I have never looked back on the MCAT with anything that could be called ‘fondness.’
That said, I was lucky enough to only have to write it once. I took a prep course – it cost nearly 2000 dollars, but I judged that was worth not having to write the test again – a judgement that you have to make on your own. I will say that the prep course helped me in two ways: it gave me a structured schedule to study, and it helped me study for the test. I’m a crammer – I study best when I block off 12 hours before a regular uni exam and barricade myself in my room. Given that doing that for the MCAT is impossible, the schedule was a good thing. Second, when I say it helped me study for the test, I mean just that. As a tutor for students, I used to tell them that the best way to do well on a test was to study for that test. Find out as much information as you can about the test – question type, number of questions, teacher’s favored topics – and study those things. The prep course helped me streamline the things that needed to be studied in detail away from the topics that rarely show up, or the lesser value topics, something that saved me some serious time.
I obviously can’t offer any tips on how to deal with the new revisions to the MCAT, as I didn’t and won’t ever take that test. However, some general tips that I think might be helpful are as follows. Take some serious time to study for the test. As mentioned, it isn’t fun, and there’s no point in wasting three months of your life because you need to rewrite. Book your time slot months in advance and try as hard as you can to get an afternoon slot. My time was 8am. We started early at 7:45, and I’d woken up at 6am, after a pretty shitty night’s sleep to write it. It was, needless to say, terrible. Do practice exams as if you were really taking the test. Set aside those 5-7 hours, and take the appropriate rest periods. It’s great that you can do four verbal sections in a row, but that’s not the test you’re taking.
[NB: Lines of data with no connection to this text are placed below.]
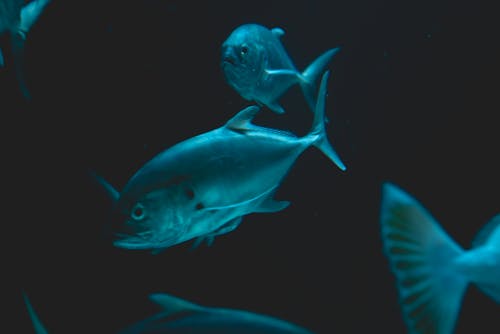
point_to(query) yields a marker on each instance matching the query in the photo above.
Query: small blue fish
(203, 186)
(432, 271)
(257, 66)
(181, 316)
(17, 19)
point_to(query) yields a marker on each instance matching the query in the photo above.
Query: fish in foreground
(432, 271)
(257, 66)
(203, 186)
(181, 316)
(17, 19)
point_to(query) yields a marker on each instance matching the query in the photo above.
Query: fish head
(244, 57)
(149, 221)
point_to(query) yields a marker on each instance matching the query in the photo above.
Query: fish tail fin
(421, 256)
(30, 14)
(489, 236)
(310, 76)
(28, 17)
(37, 324)
(17, 42)
(318, 127)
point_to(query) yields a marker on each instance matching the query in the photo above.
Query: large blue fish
(432, 271)
(203, 186)
(17, 19)
(257, 66)
(180, 316)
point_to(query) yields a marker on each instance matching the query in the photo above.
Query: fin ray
(430, 291)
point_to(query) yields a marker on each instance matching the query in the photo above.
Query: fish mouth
(140, 241)
(132, 241)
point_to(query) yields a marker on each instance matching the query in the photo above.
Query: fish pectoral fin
(172, 305)
(276, 107)
(278, 32)
(294, 75)
(210, 237)
(243, 119)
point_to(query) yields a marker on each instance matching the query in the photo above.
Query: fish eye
(244, 50)
(138, 211)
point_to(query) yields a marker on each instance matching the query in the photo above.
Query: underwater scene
(250, 167)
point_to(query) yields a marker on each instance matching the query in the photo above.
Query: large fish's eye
(138, 211)
(244, 50)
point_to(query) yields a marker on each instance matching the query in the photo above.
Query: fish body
(17, 18)
(202, 187)
(432, 271)
(257, 66)
(180, 316)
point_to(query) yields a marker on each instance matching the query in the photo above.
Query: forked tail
(318, 127)
(420, 255)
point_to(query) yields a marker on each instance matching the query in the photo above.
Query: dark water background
(413, 99)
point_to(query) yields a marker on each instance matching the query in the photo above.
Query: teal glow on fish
(257, 66)
(17, 19)
(432, 271)
(203, 186)
(181, 316)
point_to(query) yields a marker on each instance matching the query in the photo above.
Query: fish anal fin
(173, 305)
(210, 237)
(242, 120)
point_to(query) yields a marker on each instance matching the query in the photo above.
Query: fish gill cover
(114, 83)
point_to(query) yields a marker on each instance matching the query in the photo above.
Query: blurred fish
(257, 66)
(37, 324)
(16, 18)
(203, 186)
(181, 316)
(432, 271)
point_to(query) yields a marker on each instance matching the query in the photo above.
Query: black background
(412, 100)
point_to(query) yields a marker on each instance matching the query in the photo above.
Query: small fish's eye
(138, 211)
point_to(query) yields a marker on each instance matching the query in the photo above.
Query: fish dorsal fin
(278, 32)
(173, 305)
(243, 119)
(486, 232)
(30, 14)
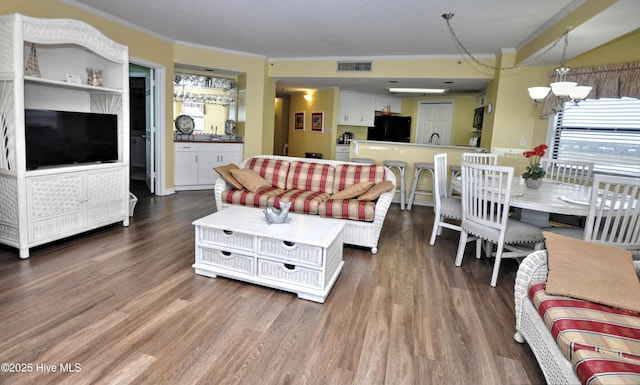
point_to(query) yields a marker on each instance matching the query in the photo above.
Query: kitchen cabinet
(381, 101)
(194, 163)
(342, 152)
(356, 109)
(52, 202)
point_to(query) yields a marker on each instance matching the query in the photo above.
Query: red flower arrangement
(534, 170)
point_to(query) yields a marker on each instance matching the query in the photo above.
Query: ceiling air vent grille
(354, 66)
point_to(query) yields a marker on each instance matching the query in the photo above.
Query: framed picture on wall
(317, 121)
(298, 121)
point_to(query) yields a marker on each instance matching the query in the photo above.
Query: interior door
(150, 131)
(435, 120)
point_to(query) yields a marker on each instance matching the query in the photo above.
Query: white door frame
(444, 140)
(157, 91)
And also, keep the importance of the test in perspective. My MCAT score wasn’t ‘killer.’ It was good, it was competitive and it was well distributed, and it let me apply to almost all the schools in Canada (I had a 10 in Verbal – this is the most common verbal score, and some schools have moved the out of province score up to 11 to reduce applicant volume). But it wasn’t the thing that kept getting me rejected. At Dalhousie, the feedback told me that my score gave me a 9/10 in their application – the interview and EC’s were bringing me down. When I got accepted off the wait-list (not at Dal), I checked the pre-med 101 forum and realized that someone who got in after me (and thus was at least one place lower on the wait-list) had a score 2 points higher than mine and a slightly higher GPA. Thus my interview or EC’s must have notched me up that one place (note, I am using this example not to brag, but to make a point – I actually know that person, and they’re going to be a great doctor).
But yeah, the MCAT is one of those lower steps you have to walk up to finally reach the accepted to med school summit, so study smart, know when you need to write it to meet application deadlines, and in the end, just do your best.
Or, as my mother says, put your big girl panties on and deal with it.